For reasons that remain somewhat unclear to me, though it looks like someone was scared, the medical database POPLINE made the decision to set 'abortion' as a stop word sometime in February. A stop word is a term, like 'the,' 'of,' or 'a' that a search engine can be asked to ignore in order (usually) to increase the efficiency of a database search. Librarians took notice of the situation when searching the database and finding that searches on abortion topics brought up few or no results. After finding out about the move to make 'abortion' a stop word, they rallied fellow librarians and the media, and POPLINE subsequently made the decision to reinstate 'abortion' as a search term.

And shouldn't all of this mean that now, more than ever, Grey's Anatomy needs a medical librarian?

Thursday, April 3, 2008

Just for fun

Partly to make sure that I still know how to use a scanner, and partly just for fun, I scanned this old painting of mine. I painted it while studying medieval literature, at a time when I was just beginning to be fascinated by hagiography and virgin martyrs. The subject of the painting turned into a cross between a martyr and a fairy - perhaps confusing, but I like the colors.

Thursday, February 28, 2008

Museum Anthropology Review goes open access

Museum Anthropology Review, edited by Jason Baird Jackson (who is also the editor of the print journal Museum Anthropology) is now available online and through open access. Museum Anthropology Review is not the first scholarly journal to go open access, but because of it's strong peer-review process and experienced editor, its open access launch is the start of an important experiment. Will it turn out that there is a viable publishing model for open access, peer reviewed scholarship? It is probably to early to tell, but Libraries struggling to pay increasingly high subscription fees will be paying attention to this one with fingers crossed. You can read more about the journal's open access move here.
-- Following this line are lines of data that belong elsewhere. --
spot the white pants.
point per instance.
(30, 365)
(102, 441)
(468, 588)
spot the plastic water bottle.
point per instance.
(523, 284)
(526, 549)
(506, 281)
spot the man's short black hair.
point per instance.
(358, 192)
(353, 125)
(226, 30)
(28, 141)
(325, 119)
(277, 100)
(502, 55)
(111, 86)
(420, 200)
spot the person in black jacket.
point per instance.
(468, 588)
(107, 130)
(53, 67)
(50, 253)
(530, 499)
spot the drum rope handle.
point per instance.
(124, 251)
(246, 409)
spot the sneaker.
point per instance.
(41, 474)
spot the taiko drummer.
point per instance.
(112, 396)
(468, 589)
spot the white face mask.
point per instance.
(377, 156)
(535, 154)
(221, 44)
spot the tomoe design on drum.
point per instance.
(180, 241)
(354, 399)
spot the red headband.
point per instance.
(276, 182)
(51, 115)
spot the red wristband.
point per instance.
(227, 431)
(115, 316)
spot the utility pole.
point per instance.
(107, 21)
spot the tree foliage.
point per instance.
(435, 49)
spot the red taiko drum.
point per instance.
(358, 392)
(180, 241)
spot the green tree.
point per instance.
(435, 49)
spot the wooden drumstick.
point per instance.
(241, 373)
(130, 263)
The open access journal looks great so far, with a very clean and attractive WordPress layout. The entire contents of volume 1, issues 1 and 2 are available in both html and pdf formats. Take a look at the journal online and, if you like what you see, consider registering as a reader so that Museum Anthropology Review can count you among its supporters.

Tuesday, January 29, 2008

Everyzing's coming up roses!

While at the ALA Midwinter conference in Philadelphia a couple weeks ago, a colleague recommended EveryZing (http://www.everyzing.com) as a useful tool for finding online media. Now that I've finally had some time to look at it (and now that I've heard some happy ravings from other librarians who work with communication studies), I'm very excited to share it with students and faculty. Need to find examples of news coverage on presidential candidates' environmental policies? EveryZing will hook you up. EveryZing can show you clips from major as well as local news channels on hundreds of topics, and it allows you some nice facets - News and Politics, Business, Technology, 2008 Presidential Election, Entertainment, etc. - to help narrow your searches.

Go play with it now. It's fun, useful, and free.

And thanks to Catherine Michael of Ithaca College and to Ken Liss of Boston College for inspiring me to start zinging!